Bringing tools for media monitoring to the public: outcomes of the ODYCCEUS summer school on ‘Democracy in the Age of Big Data and AI’ (FETFX Future Tech Week contribution)

Introduction

Social science is undergoing a revolution. The rise of social media, smart cities, digital archives, quantified selving, and personal agents is providing an unprecedented amount of data about the social relations and behaviors of very large groups of people, creating an opportunity to a more empirically grounded social theory. But this opportunity can only be realized by using powerful tools: for analyzing textual data, for finding patterns in data, and for visualizing those patterns in a way that brings out their meaning.
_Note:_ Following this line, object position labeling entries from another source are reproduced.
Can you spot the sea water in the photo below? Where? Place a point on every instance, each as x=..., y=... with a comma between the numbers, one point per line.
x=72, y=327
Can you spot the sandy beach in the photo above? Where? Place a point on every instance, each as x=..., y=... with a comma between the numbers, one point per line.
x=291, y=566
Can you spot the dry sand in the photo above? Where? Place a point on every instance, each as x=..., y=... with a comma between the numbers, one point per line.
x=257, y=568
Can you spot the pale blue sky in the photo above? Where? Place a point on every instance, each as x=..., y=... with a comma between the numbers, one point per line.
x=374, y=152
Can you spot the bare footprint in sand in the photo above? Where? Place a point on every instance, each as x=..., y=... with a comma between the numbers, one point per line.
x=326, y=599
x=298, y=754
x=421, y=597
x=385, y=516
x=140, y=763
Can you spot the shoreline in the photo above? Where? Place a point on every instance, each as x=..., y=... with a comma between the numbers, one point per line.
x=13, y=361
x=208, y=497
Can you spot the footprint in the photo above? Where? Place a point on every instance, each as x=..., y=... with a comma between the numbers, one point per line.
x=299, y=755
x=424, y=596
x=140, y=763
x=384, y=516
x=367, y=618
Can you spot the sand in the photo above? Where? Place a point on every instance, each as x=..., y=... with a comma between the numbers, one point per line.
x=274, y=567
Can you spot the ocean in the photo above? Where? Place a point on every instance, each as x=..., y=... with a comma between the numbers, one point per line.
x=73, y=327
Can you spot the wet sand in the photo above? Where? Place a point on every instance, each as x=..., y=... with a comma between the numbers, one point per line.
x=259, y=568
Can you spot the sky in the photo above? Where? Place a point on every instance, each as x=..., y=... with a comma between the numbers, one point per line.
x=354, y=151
These tools increasingly rely on complex systems science and Artificial Intelligence.

 At the same time we see that collective decision-making in contemporary societies is also undergoing profound change. Social media, Big Data, and AI are already having a profound impact on political and social processes. They have empowered ‘citizen-driven’ political movements such as the Arab spring or the French ‘Gilets Jaunes’ protests. They also provide new means to strategically influence public opinion as it was seen before the the Brexit refendum and the US presidential elections in 2016. Similarly, they could lead to rapid polarizations in political debates, such as those concerning migration or identity, and accelerate the spreading of fake news or hate speech.

These dynamics were the focus of the recent ODYCCEUS summer school on ‘Democracy in the Age of Big Data and AI’. In honour of the FETFX Future Tech Week, this page presents some of the summer school’s outcomes, demonstrating the on-going development and potential applications of media-monitoring tools in the Penelope ecosystem.    
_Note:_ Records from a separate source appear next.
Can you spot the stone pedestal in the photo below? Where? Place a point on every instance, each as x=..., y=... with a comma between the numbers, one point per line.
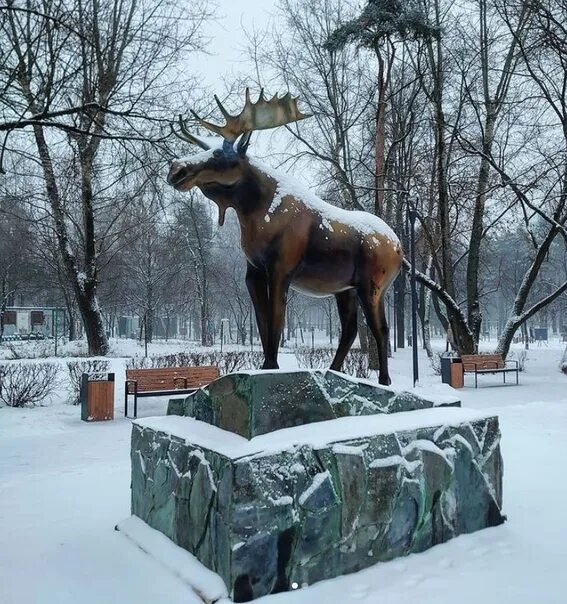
x=251, y=403
x=318, y=500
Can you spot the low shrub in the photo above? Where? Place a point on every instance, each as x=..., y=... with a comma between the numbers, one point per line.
x=27, y=384
x=227, y=362
x=76, y=370
x=356, y=362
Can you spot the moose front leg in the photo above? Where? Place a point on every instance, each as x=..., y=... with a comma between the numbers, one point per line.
x=257, y=284
x=278, y=286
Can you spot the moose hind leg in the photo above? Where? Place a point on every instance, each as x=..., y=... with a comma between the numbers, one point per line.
x=372, y=304
x=278, y=287
x=347, y=307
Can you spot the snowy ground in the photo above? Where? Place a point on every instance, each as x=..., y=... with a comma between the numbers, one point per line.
x=64, y=484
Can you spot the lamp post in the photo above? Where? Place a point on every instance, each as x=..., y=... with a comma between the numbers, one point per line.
x=412, y=215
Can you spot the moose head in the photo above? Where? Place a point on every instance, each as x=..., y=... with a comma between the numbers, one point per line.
x=224, y=174
x=290, y=237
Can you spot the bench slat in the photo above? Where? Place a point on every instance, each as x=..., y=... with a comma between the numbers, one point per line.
x=171, y=378
x=482, y=362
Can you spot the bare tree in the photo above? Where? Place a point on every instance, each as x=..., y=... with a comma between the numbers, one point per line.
x=112, y=61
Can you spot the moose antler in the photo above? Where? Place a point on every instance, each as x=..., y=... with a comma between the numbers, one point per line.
x=186, y=136
x=261, y=115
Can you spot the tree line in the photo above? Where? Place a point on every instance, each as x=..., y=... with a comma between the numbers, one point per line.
x=458, y=109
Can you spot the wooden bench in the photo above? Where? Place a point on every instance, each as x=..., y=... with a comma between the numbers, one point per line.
x=488, y=363
x=164, y=381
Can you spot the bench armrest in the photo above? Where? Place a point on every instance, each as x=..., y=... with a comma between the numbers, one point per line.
x=180, y=378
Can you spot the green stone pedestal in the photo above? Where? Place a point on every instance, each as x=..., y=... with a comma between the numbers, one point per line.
x=318, y=500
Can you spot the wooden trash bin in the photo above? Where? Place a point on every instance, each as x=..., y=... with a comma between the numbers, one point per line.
x=452, y=371
x=97, y=397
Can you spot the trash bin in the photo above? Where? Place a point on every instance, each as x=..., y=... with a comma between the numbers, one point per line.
x=452, y=371
x=97, y=397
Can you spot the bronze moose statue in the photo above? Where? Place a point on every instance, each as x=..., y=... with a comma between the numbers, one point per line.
x=290, y=237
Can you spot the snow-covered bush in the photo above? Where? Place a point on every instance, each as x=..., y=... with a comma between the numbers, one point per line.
x=27, y=384
x=227, y=362
x=356, y=362
x=314, y=358
x=76, y=370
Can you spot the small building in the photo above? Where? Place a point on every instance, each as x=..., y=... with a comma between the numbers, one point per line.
x=26, y=320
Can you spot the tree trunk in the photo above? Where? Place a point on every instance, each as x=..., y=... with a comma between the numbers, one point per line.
x=93, y=325
x=400, y=309
x=84, y=285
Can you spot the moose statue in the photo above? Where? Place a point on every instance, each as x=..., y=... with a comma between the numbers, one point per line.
x=290, y=237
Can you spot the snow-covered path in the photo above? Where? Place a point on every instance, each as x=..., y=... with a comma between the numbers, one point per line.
x=64, y=485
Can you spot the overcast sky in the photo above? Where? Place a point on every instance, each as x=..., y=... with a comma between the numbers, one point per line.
x=226, y=39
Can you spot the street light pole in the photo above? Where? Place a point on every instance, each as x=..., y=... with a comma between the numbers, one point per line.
x=412, y=215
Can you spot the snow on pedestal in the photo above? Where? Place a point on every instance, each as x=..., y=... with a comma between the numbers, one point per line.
x=317, y=500
x=251, y=403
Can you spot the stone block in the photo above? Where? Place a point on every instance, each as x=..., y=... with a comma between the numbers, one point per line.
x=316, y=501
x=251, y=403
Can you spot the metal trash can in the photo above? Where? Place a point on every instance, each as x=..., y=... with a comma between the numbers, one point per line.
x=452, y=371
x=97, y=397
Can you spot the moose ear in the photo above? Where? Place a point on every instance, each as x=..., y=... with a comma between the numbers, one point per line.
x=243, y=143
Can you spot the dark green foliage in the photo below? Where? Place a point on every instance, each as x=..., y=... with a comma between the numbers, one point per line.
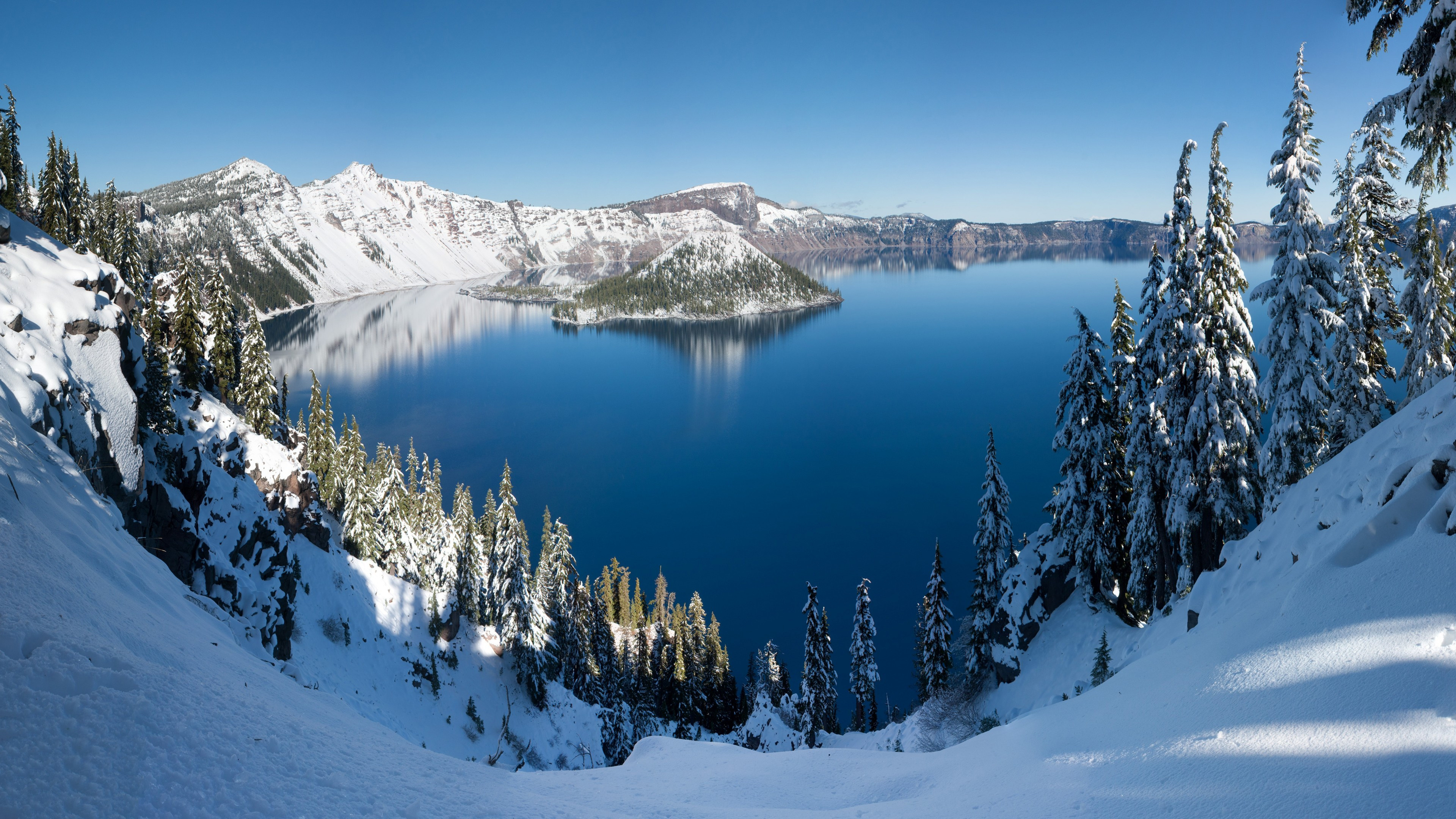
x=1101, y=670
Building (social) media observatories

The ODYCCEUS summer school mixed theoretical lectures with practical hands-on sessions and ateliers to examine how novel tools of computational social science can help us understand these phenomena and possibly facilitate future democratic decision processes. It introduces social scientists and media researchers to the latest methods, tools, and techniques and introduces AI researchers and complex systems scientists to the approaches and issues of social science so that they can come up with new tools or refine existing ones.


More specifically, participants learned how they could build Opinion Observatories that tap into social media to collect information about how certain actors are trying to manipulate political opinion in elections, how fake news gets fabricated and spreads, or how opinions get polarized and shift. To this end, participants engaged in a series of ateliers guided by tutors, each of which addressed a case study. Case studies considered a specific contentious issue using specific data sources.

Case 1: Climate Change (tutored by Artificial Intelligence Lab, Vrije Universiteit Brussel)

In this workshop, participants used data from the news website of the Guardian and Penelope components to develop a ‘science tracker’: a pipeline to reveal and track references to scientific publications and research institutions in news articles and comments related to climate change. Participants have thus built components to trace the relationships between scientific references and articles and those in news website commentaries, the occurrence of scientific references in articles over time, etc. As such, they have laid a basis for a further exploration of the role of scientific literature within the climate change debate.   

Case 2: Antagonisms, coalitions and populism (tutored by Max Planck Institute for Mathematics in the Natural Sciences, Leipzig)

The participants of the workshop decided to focus on a very specific discourse, which took place in the shadow of the big Brexit topic dominating UK politics:  The debate about badger cullings in the UK due to the high number of cases of bovine tubercolosis among cattle. The illness is partly spread by the badger population in the UK and Department for Environment, Food and Rural Affairs has hence initiated culling of badgers to reduce the reservoir of infection in wildlife.

Two data sources were used in the workshop: Twitter posts of the week of the Summer School, and all parliamentary speeches by the UK House of Commons since 2016. The aim was to produce an analysis allowing and making use of both close and distant reading to gain a comprehensive view of the debate.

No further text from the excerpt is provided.